As Connie Chiang states in Shaping the Shoreline: Fisheries and Tourism on the Monterey Coast, environmental histories typically place the blame of ecological deterioration upon commercial industry above or rather than tourism. Leisure activities and the service industry also contribute to the detrimental changes of the environment. She goes on to state that the two go hand in hand, and that Monterey, California’s Pacific coastline fishing shows this often overlooked interplay:
They [tourists] give the impression that they have forged a completely different relationship with nature from those who participated in the sardine industry. But leisure experiences, from the gleaming displays at the aquarium to the meals served at restaurants, are dependent on the labor of others – individuals whose work is often hidden from view, unlike the cannery workers and fishermen before them. (190)

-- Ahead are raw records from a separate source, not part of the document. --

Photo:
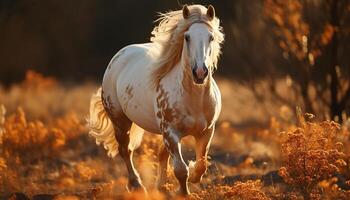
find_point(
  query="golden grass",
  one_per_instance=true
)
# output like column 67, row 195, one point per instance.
column 45, row 149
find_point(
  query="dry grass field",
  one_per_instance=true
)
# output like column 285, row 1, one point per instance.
column 46, row 153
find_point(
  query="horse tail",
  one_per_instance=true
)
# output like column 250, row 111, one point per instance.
column 100, row 125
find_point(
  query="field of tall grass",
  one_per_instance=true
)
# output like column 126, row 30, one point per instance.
column 46, row 152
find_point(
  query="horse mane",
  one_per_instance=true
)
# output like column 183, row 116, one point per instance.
column 169, row 36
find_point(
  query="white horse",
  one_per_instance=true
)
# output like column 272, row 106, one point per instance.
column 164, row 87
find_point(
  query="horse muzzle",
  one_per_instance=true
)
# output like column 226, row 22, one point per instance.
column 200, row 74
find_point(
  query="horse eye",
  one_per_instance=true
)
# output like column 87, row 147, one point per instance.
column 211, row 38
column 187, row 38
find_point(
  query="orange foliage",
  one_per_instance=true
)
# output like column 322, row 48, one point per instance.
column 311, row 154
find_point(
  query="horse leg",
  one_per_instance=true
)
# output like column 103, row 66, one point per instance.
column 123, row 138
column 163, row 156
column 173, row 145
column 202, row 147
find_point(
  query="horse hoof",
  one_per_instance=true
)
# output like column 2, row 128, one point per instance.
column 136, row 186
column 193, row 178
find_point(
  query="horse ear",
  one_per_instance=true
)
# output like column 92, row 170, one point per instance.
column 185, row 12
column 211, row 12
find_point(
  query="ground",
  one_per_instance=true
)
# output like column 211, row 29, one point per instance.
column 46, row 152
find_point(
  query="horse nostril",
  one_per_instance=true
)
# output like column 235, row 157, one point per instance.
column 205, row 71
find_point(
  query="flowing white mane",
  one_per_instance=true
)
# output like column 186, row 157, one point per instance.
column 169, row 35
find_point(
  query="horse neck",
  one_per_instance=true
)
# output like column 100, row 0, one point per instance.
column 187, row 81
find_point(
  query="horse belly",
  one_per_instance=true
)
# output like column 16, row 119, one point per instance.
column 136, row 99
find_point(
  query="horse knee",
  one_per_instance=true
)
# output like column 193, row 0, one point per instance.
column 181, row 172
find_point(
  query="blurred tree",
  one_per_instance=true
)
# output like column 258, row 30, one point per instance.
column 314, row 38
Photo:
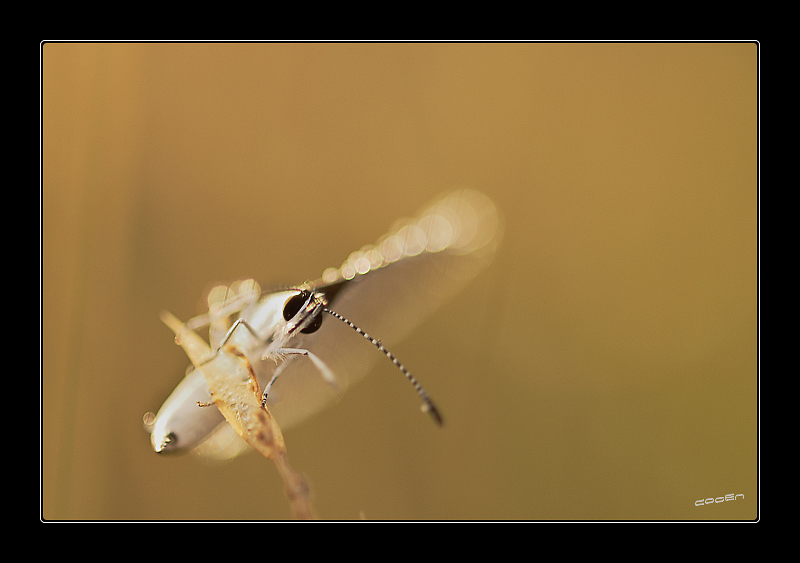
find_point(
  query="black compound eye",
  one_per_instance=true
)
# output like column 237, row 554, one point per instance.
column 293, row 306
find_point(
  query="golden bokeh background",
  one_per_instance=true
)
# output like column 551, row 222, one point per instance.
column 604, row 367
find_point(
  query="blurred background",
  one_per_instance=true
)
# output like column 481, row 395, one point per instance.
column 605, row 366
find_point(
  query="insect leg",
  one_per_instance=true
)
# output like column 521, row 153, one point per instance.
column 236, row 324
column 326, row 372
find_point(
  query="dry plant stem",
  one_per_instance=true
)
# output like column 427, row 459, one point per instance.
column 236, row 393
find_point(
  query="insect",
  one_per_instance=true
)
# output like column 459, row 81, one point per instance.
column 305, row 363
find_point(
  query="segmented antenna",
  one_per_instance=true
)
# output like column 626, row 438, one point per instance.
column 427, row 404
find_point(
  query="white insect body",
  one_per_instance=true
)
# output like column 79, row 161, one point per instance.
column 391, row 285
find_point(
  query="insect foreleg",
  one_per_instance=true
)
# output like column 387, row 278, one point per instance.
column 324, row 370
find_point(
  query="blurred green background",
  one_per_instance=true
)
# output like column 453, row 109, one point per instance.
column 604, row 367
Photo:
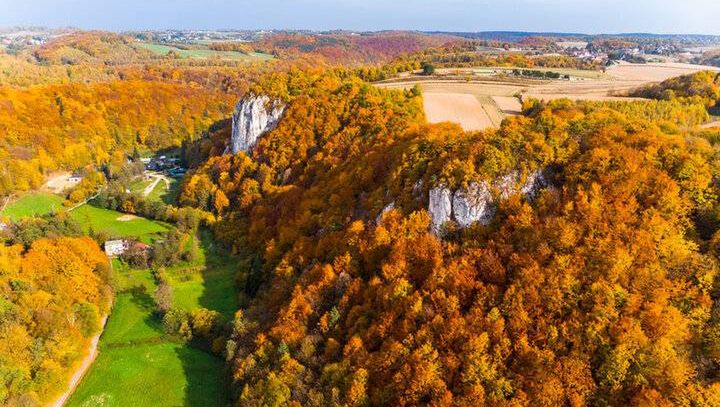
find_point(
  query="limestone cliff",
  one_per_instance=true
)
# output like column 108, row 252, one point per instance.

Tourism to Monterey and its bay really began when the Southern Pacific Railroad began shipping in guests from the East and North. Sea and fresh water was transported to and heated at the Hotel Del Monte’s bathhouse, thus changing the Monterey Bay tides, depths and temperature. To create the most pleasing landscape for its guests, the Del Monte often made the area surrounding it artificial. For example, at the Del Monte gardens the flowers were not native to the area and the lakes were artificial. Methods were needed to transport water and to keep up the façade of a high-class resort. More tourists began to arrive at the bays in the early 20th century after Monterey’s Pebble Beach opened and auto tourism and camping became popular. In turn, more was changed and more damage was done to the environment, such as pest control practices in the Del Monte Forest.

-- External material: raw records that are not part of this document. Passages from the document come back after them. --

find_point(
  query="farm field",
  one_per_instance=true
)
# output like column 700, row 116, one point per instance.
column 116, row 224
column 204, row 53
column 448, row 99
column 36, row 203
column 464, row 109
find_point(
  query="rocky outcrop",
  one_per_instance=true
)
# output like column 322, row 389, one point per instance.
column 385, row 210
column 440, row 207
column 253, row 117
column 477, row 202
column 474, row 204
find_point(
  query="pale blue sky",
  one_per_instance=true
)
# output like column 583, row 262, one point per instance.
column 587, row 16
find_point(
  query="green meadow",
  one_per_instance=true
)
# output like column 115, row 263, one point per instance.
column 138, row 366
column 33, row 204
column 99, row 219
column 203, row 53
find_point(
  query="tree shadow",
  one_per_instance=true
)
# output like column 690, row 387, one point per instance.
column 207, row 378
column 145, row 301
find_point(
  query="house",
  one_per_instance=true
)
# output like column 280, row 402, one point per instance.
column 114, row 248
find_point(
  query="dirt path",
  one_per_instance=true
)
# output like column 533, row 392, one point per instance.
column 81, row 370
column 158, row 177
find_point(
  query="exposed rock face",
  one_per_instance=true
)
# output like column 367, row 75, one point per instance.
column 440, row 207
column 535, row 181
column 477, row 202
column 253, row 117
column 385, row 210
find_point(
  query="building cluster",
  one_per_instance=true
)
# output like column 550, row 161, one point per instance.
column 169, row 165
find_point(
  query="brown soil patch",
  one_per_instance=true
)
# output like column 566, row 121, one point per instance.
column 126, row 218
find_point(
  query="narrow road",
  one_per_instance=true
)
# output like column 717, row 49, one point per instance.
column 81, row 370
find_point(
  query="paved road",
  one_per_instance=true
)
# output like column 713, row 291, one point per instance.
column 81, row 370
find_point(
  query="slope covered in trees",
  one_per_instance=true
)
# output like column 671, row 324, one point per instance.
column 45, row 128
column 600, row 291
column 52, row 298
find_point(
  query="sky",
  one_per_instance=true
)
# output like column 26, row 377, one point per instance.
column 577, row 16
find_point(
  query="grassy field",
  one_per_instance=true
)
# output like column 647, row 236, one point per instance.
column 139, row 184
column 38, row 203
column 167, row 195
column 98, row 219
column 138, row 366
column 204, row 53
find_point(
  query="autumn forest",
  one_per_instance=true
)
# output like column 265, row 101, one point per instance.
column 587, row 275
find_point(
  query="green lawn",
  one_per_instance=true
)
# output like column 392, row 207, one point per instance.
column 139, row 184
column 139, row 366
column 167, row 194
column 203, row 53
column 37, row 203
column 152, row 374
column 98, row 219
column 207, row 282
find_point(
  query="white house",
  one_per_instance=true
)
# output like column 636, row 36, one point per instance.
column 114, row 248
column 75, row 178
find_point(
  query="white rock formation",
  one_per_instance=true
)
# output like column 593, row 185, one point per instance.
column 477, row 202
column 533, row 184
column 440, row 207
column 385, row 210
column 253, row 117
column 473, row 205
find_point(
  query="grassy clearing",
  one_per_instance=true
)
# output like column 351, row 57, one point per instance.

Chiang, however, in no way attempts to downplay the fishermen’s impact on the coast and environment in general. Some of the methods used, such as the Chinese trawls, as well as an influx in the demand for seafood, cleaned the shoreline of its aquatic inhabitants. After tourism began to pick up, canneries began to appear. The technology owners used to exploit the growing salmon and sardines markets “brought more pollution to the coastline, [and] fundamentally altered human relations with the natural world, . . .” (47). Sardines in particular experienced a shortage if numbers. A short lull after WWI, demands for canned sardines increased, and, in turn, so did the industrial pollution. Furthermore, fishermen were not careful as the skimmed the ocean floor and wastefully picked up more than just the popular, little silver fish. As for the leisure industry, an increase in tourists brought also meant an increase in tourist waste. The Pacific coastline and bay were polluted by the Hotel Del Monte, Pacific Grove and Monterey. This drove away guests and fish and killed some of the marine life in the Monterey Bay.
During WWII, both the sardine and the tourist numbers had thinned out dangerously. When no environmental solution was found to bring back the sardines, tourism became the fallback plan for city planners and developers. Cannery Row, a novel based in Monterey, also encouraged tourism as well. With the city dependent on tourism for its survival and with fishing no longer a viable option for the local economy, the beaches were cleaned of their decay, and the fish were no longer in danger of being wiped out (143) Ironically, city planners used the fisheries that had contribute to the area’s ecological disintegration as part of the “natural” scenery and to distinguish Cannery Row from other seaside resorts and tourist destination. Luckily, ambitious plans for wide scale redevelopment that may have done further harm to the environment were put to rest by government agencies and lack of funding. According to Chiang, “The Cannery Row LCP [Local Coastal Program] compromised between development and protection, allowing hotels and motels, providing pubic access to beaches, and requiring protection of marine habitats,” (154).